Data Modeling is an important skill for any data worker to understand. Data Engineers in particular should understand this topic and be able to apply it to their work. Normalization is an important part of Data Modeling and part one can be found here.
For this post, we will be going over the first part of the Objective section of the Database Normalization Wikipedia page.
pt 2: Objectives - this post
Objective.0
A basic objective of the first normal form defined by Codd in 1970 was to permit data to be queried and manipulated using a "universal data sub-language" grounded in first-order logic.[1] (SQL is an example of such a data sub-language, albeit one that Codd regarded as seriously flawed.[2])
Codd is this person who made the relational database model for relational databases. Interestingly, Codd was not a big fan of SQL. Despite his lack of enthusiasm, it’s the most common real-world implementation of his relational model for databases.
Objective.1
The objectives of normalization beyond 1NF (first normal form) were stated as follows by Codd:
1. To free the collection of relations from undesirable insertion, update and deletion dependencies.
Insertion, update, and deletion on a database are complicated when a database isn’t normalized. The reason is that de-normalized data is not made into discrete parts. For example, if I make a change of street address, but not city or state. So it is much easier to update my address if the street address has its own column. Rather than having a single column for these discrete parts of an address; street, city, state, zip, etc.
Normal Forms allow for easier Data Manipulation Language so that you don’t have to do many operations for simple insertions, updates, or deletes.
From the following informative article:
Examples of DML:
INSERT – is used to insert data into a table.
UPDATE – is used to update existing data within a table.
DELETE – is used to delete records from a database table.
Objective.2
2. To reduce the need for restructuring the collection of relations, as new types of data are introduced, and thus increase the life span of application programs.
Increasing Normal Forms on your database allows you to insert data without having to consider new columns or tables, since a well normalized database has been split up so much, it would cover any new cases.
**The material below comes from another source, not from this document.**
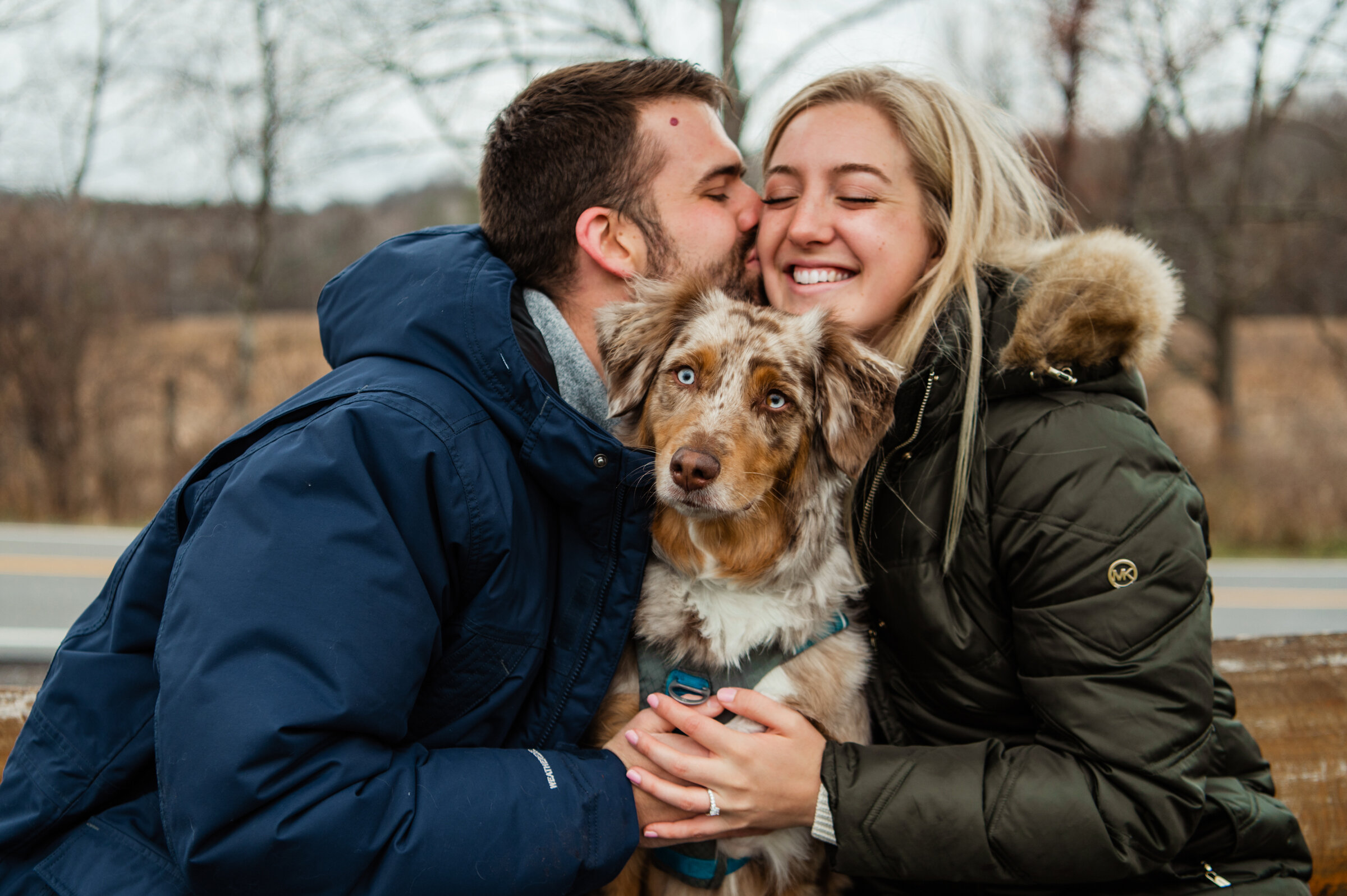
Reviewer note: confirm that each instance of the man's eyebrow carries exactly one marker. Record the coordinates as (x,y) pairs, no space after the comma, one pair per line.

However, this isn’t necessarily true if your business is adding completely new functions of business. A highly normalized database may become robust, but making big changes from a strict structure makes the database come around to a lack of flexibility to change.
Objective.3
3. To make the relational model more informative to users.
This one is a little debatable. As, you increase Normal Forms past 3rd or so, the database objects (schema, tables, columns) start to get split up a little too much. Queries get huge with a bunch of joins, because you have so many tables. On top of that, query results start to look like attack of the Primary and Foreign keys.
Objective.4
4. To make the collection of relations neutral to the query statistics, where these statistics are liable to change as time goes by.
— E.F. Codd, "Further Normalization of the Data Base Relational Model"[3]
A common structure for queries allows for the queries to remain the same, even as the contents or data, changes over time. This allows us to automate and schedule queries for reports so that we don’t have to worry about changing them just because we have some more data over time. Theoretically.
Finale
I hope the point is made that all of these arguments are give and take. There is such a thing as “Too much of a good thing” (normalization), which brings rigidity to our database in the pursuit of robustness or data integrity. Thankfully, I don’t have to tackle these kinds of problems because I don’t have to synthesize (or create) a Relational Database model from scratch. But the above theory does help when we have to create a relational data warehouse so that we can make arguments for/against normalization given context.
Thanks for reading!